AlphaMundi Foundation appointed Jose Luis Ruiz de Munain, AlphaMundi Group’s managing director of Europe, as a senior advisor… Inter IKEA Group tapped Lena Julle as chief sustainability officer… Hannah Shoesmith, previously with Schroders, joined State Street Global Advisors as managing director and head of sustainability stewardship… The African Venture Philanthropy Alliance welcomed Precious Wilson Nkandu, formerly with Africa Infrastructure Development Association, as chief operating officer. 

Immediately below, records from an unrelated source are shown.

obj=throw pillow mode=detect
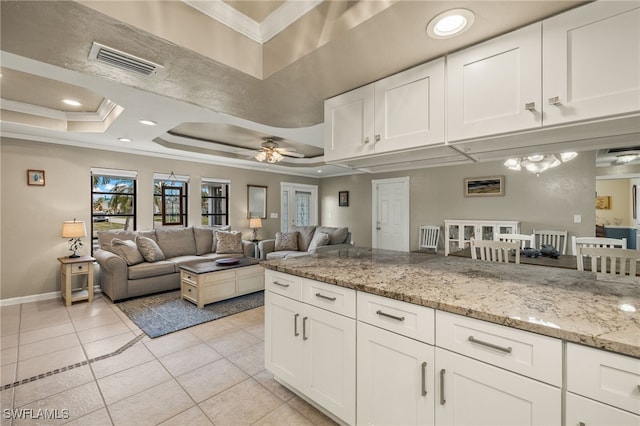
[307,232,329,253]
[111,238,144,266]
[136,235,164,263]
[275,232,298,251]
[216,231,244,254]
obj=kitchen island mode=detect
[262,247,640,425]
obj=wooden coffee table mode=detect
[180,258,264,308]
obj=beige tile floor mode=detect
[0,295,334,426]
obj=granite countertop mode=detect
[261,247,640,358]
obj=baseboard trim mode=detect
[0,286,102,306]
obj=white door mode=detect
[435,348,562,426]
[357,322,435,426]
[280,182,318,232]
[371,176,409,251]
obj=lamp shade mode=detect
[62,220,87,238]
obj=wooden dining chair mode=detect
[533,229,568,254]
[493,234,536,248]
[471,239,520,263]
[577,246,640,283]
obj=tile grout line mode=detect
[0,333,146,391]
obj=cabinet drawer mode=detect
[567,343,640,414]
[71,263,89,274]
[265,269,302,300]
[182,280,198,304]
[436,311,562,386]
[358,292,435,345]
[301,278,356,318]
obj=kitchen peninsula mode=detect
[263,247,640,425]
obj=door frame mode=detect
[371,176,411,252]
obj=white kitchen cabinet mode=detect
[324,58,444,162]
[358,321,435,425]
[444,220,520,256]
[447,23,542,141]
[565,392,640,426]
[265,270,356,424]
[542,1,640,126]
[435,347,562,426]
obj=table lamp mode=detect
[249,217,262,241]
[62,219,87,257]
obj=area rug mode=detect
[116,290,264,339]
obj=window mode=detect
[91,168,138,243]
[153,172,189,228]
[201,178,229,226]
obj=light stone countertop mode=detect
[261,247,640,358]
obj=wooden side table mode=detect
[58,256,96,306]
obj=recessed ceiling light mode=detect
[62,99,82,106]
[427,9,476,38]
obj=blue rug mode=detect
[116,290,264,339]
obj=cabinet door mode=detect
[358,322,434,425]
[374,58,444,153]
[324,84,374,161]
[302,305,356,424]
[565,392,640,426]
[447,23,542,141]
[542,1,640,126]
[435,348,562,426]
[264,291,304,389]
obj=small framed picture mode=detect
[27,170,44,186]
[338,191,349,207]
[464,176,504,197]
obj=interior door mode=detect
[371,176,409,251]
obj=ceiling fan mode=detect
[253,137,304,163]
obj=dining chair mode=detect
[471,239,520,263]
[418,225,440,253]
[577,246,640,283]
[533,229,568,254]
[493,234,536,248]
[571,236,627,270]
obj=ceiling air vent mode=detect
[89,41,162,75]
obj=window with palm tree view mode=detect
[91,170,137,245]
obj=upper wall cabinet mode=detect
[324,58,444,162]
[542,2,640,125]
[447,23,542,141]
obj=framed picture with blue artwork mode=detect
[27,170,44,186]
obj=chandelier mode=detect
[504,152,578,175]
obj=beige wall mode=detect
[0,138,318,300]
[320,152,595,250]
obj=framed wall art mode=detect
[464,176,504,197]
[27,170,45,186]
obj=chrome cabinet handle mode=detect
[549,96,560,105]
[440,368,447,405]
[422,362,427,396]
[302,317,308,340]
[469,336,513,354]
[316,293,336,302]
[376,309,404,321]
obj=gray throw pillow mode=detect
[216,231,244,254]
[136,235,164,263]
[307,232,329,253]
[275,232,298,251]
[111,238,144,266]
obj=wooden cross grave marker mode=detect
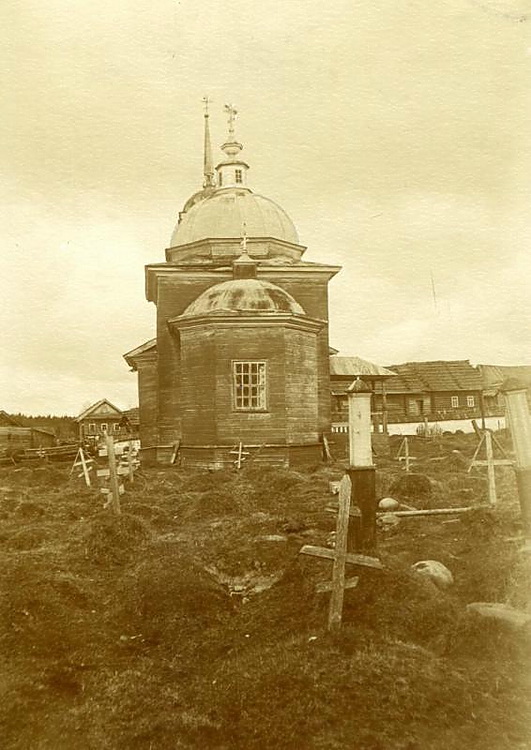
[299,474,384,631]
[396,435,417,473]
[468,430,514,506]
[70,448,94,487]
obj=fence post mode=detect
[485,430,498,507]
[347,379,376,552]
[501,378,531,539]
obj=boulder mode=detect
[378,497,400,510]
[391,472,437,499]
[377,513,400,531]
[467,602,531,630]
[411,560,454,589]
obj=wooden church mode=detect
[124,106,340,468]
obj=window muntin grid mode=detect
[232,361,267,411]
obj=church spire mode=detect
[203,96,214,189]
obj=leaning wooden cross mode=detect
[300,474,383,631]
[396,435,417,472]
[468,430,514,505]
[229,442,250,469]
[70,448,94,487]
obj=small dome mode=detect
[182,279,305,317]
[171,188,299,247]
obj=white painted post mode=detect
[105,431,120,516]
[347,380,373,468]
[127,440,135,484]
[485,430,498,506]
[79,448,90,487]
[501,380,531,539]
[347,379,377,552]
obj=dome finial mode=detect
[240,222,249,255]
[225,104,238,141]
[203,96,215,189]
[216,104,249,189]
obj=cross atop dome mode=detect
[216,104,249,188]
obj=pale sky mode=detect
[0,0,531,414]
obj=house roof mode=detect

Meredith Marshall, previously with Uncharted, became executive director of the Colorado Office of Economic Development and International Trade… Stephanie Cohn Rupp stepped down as CEO and board chair of Veris Wealth Partners to become a board member and partner… Net Purpose welcomed Henry Brown, previously with ISS ESG, as an account manager… LearnLaunch Fund + Accelerator brought on Din Heiman as a part-time venture partner… Rebalance Capital welcomed Laura Rafferty of Duke University’s Fuqua School of Business as an Impact Capital Managers mosaic fellow.

That’s a wrap. Have a wonderful weekend.